When we are not lucid in a dream, we think and behave as if we are in waking reality. This can lead to pointless frustration, confusion and wasted energy, and in the worst case, terrifying nightmares. Anxiety dreams and nightmares can be overcome through lucid dreaming, because if you know you are dreaming you have nothing to fear. Dream images cannot hurt you. Lucid dreams, in addition to helping you lead your dreams in satisfying directions, enjoy fantastic adventures, and overcome nightmares, can be valuable tools for success in your life Lucid dreamers can deliberately employ the natural creative potential of dreams for problem solving and artistic inspiration. Athletes, performers, or anyone who gives presentations can prepare, practice and polish their performances while they sleep.
This is only a taste of the variety of ways people have used lucid dreaming to expand their lives. There are several methods of inducing lucid dreams. The first step, regardless of method, is to develop your dream recall until you can remember at least one dream per night. Then, if you have a lucid dream you will remember it.

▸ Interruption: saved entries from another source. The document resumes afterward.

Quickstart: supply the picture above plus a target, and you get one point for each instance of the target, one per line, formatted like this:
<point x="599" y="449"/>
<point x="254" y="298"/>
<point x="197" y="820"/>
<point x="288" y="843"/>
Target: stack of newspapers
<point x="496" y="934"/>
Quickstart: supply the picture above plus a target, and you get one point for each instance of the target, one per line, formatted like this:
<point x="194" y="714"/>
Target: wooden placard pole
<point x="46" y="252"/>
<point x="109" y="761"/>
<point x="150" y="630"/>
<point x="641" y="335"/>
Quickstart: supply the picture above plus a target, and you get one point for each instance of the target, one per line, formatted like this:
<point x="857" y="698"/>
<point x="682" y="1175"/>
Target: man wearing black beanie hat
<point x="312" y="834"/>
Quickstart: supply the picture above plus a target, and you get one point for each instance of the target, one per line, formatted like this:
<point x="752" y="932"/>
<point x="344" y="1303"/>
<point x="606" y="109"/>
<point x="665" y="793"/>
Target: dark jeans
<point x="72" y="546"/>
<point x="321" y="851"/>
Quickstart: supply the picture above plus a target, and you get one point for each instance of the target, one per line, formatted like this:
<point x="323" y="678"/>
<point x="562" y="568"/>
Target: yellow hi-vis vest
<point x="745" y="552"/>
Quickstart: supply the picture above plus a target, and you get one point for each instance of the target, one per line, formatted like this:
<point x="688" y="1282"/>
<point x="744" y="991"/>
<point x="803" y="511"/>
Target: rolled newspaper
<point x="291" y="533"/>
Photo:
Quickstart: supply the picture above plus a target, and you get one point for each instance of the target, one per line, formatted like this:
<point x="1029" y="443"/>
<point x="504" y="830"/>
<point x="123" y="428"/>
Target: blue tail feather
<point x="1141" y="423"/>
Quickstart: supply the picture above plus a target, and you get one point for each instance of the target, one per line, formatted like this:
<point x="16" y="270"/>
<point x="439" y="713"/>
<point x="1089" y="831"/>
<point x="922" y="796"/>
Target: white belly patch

You will also become very familiar with your dreams, making it easier learn to recognize them while they are happening. If you recall your dreams you can begin immediately with two simple techniques for stimulating lucid dreams. Lucid dreamers make a habit of 'reality testing. ' This means investigating the environment to decide whether you are dreaming or awake.
Ask yourself many times a day, 'Could I be dreaming?' Then, test the stability of your current reality by reading some words, looking away and looking back while trying to will them to change The instability of dreams is the easiest clue to use for distinguishing waking from dreaming. If the words change, you are dreaming. Taking naps is a way to greatly increase your chances of having lucid dreams. You have to sleep long enough in the nap to enter REM sleep. If you take the nap in the morning (after getting up earlier than usual), you are likely to enter REM sleep within a half-hour to an hour after you fall asleep. If you nap for 90 minutes to 2 hours you will have plenty of dreams and a higher probability of becoming lucid than in dreams you have during a normal night's sleep.
Focus on your intention to recognize that you are dreaming as you fall asleep within the nap. External cues to help people attain lucidity in dreams have been the focus of Dr. Stephen LaBerge's research and the Lucidity Institute's development efforts for several years. Using the results of laboratory studies, they have designed a portable device, called the Dream Light, for this purpose. It monitors sleep and when it detects REM sleep it gives a cue, a flashing light that enters the dream to remind the dreamer to become lucid.
The light comes from a soft mask worn during sleep that also contains the sensing apparatus for determining when the sleeper is in REM sleep. A small custom computer connected to the mask by a cord decides when the wearer is in REM and when to flash the lights.